In contrast, only about a quarter (26%) of those who have tracked news on turmoil in the Middle East approve of Romney’s comments on the situation; nearly half (48%) disapprove.
The latest national survey by the Pew Research Center for the People & the Press, conducted Sept. 13-16 among 1,001 adults, finds that public interest in the presidential campaign has increased sharply in the past week. Currently, 42% say they are following news about the presidential candidates very closely, up from 31% a week earlier, immediately after the party conventions.
As many followed the recent spate of attacks on U.S. embassies in the Middle East and the killing of U.S. Ambassador Christopher Stevens very closely (43%) as tracked campaign news very closely (42%). News interest in events in the Middle East is as high today as it was in the early days of the “Arab spring” last year, or when the U.S. and its allies launched air strikes on Libya in April 2011. (For more, see “Interest in Foreign News Declines,” June 6, 2012.)
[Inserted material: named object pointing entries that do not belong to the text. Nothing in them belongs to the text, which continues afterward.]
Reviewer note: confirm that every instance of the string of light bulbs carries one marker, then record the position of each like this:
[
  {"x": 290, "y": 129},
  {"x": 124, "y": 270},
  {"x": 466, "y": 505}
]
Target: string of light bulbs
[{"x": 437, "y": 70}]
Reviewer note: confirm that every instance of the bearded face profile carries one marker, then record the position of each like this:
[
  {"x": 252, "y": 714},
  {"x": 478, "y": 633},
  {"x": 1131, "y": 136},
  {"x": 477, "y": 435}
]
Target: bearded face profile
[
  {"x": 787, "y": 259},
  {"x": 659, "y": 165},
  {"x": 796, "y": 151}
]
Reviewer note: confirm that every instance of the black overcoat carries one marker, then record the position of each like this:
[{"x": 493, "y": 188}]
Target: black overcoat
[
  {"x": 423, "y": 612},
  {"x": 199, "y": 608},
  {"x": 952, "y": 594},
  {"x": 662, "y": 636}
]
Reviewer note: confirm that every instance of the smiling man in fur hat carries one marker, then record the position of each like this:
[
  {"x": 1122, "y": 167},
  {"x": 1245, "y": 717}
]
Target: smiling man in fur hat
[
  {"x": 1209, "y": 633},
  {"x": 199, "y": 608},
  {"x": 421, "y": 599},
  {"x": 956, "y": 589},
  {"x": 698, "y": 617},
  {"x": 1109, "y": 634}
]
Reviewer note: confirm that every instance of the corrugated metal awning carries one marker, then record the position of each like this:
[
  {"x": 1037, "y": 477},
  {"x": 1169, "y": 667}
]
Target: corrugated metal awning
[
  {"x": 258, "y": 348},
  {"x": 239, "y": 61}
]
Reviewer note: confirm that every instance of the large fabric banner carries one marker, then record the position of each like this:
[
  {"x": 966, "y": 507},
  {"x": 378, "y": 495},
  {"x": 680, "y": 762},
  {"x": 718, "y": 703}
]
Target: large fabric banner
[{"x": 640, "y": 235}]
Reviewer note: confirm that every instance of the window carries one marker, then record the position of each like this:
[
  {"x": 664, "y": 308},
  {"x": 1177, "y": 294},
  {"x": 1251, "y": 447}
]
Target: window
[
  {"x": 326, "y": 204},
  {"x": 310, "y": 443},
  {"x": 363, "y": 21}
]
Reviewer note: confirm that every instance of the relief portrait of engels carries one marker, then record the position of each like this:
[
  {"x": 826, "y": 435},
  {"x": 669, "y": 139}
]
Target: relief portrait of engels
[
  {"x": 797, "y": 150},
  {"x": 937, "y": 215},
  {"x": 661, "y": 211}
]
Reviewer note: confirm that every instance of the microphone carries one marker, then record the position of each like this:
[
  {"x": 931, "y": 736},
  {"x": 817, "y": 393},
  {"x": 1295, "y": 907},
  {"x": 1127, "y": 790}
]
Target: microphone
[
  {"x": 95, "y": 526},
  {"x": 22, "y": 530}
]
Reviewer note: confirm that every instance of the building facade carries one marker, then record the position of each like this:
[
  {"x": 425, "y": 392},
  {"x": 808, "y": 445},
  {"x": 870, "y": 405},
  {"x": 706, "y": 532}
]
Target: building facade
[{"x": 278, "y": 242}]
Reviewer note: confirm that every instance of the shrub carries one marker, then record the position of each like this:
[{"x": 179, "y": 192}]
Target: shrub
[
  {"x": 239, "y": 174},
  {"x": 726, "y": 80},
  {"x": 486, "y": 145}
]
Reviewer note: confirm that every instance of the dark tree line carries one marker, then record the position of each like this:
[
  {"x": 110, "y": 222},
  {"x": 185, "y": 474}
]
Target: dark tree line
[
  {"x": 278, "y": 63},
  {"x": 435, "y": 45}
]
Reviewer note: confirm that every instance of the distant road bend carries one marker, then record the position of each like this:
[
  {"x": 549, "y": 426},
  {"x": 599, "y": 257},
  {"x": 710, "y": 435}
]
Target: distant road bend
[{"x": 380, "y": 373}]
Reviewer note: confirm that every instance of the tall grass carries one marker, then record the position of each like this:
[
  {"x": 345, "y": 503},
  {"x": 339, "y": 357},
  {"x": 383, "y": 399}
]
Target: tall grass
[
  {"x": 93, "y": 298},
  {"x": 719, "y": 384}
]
Across most demographic groups, far more of those who followed news about the embassy attacks approve of Obama’s handling of the situation than approve of Romney’s statements on the crisis. And while 75% of Democrats approve of Obama’s handling of Middle East turmoil, fewer Republicans (58%) approve of Romney’s comments on the situation.
Nearly identical percentages of those who have followed the situation very closely and those have followed it less closely approve of Obama’s handling of the situation (46% and 44%, respectively). However, disapproval of Obama’s performance is much higher among those who have followed Mideast turmoil very closely (43%) than those who have followed it less closely (29%).
Romney gets higher marks among those who have followed Middle East events very closely than among those who followed them less closely. Even among this group, however, more disapprove (49%) than approve (34%) of his comments on the situation.
There are only modest partisan differences in attentiveness to the recent attacks on the embassies and the killing of the U.S. ambassador: 48% of Republicans, 41% of Democrats and 45% of independents have followed this story very closely.